Reading A Data Science Package : Part [1] and Part[2] would have given you some insights on data science as well a basic understanding of how to work using R studios. Now lets look at an interface for Python (programming language), Jupyter Notebook, that will also help you in getting a practical understanding.

Its recommended to install Python and Jupyter Notebook via Anaconda so that you can explore it along with the contents below.

Python

Python is a high-level object-oriented programming language with built in data structures. Python’s simple, easy to learn syntax emphasizes readability and therefore reduces the cost of program maintenance. Python supports modules and packages, which encourages program modularity and code reuse. The Python interpreter and the extensive standard library are available in source or binary form without charge for all major platforms, and can be freely distributed.

Jupyter Notebook

The Jupyter Notebook is an incredibly powerful tool for interactively developing and presenting data science projects. A notebook integrates code and its output into a single document that combines visualizations, narrative text, mathematical equations, and other rich media. Using Notebooks is now a major part of the data science workflow at companies across the globe.

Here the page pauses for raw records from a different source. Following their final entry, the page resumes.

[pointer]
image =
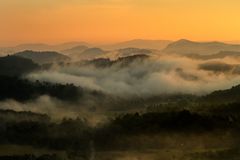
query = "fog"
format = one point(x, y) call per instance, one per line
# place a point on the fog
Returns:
point(156, 75)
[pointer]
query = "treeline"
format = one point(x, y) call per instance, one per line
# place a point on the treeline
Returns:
point(78, 135)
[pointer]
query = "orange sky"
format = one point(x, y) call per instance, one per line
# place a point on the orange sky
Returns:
point(104, 21)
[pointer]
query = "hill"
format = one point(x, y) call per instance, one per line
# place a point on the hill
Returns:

The easiest way for a beginner to get started with Jupyter Notebooks is by installing Anaconda. Anaconda is the most widely used Python distribution for data science and comes pre-loaded with all the most popular libraries and tools. The instructions provided to install this are easy to follow.

You can run Jupyter via the shortcut Anaconda adds to your start menu. Once you open it you will be presented with a dashboard which will show a list of directories. It is specifically designed for managing your Jupyter Notebooks.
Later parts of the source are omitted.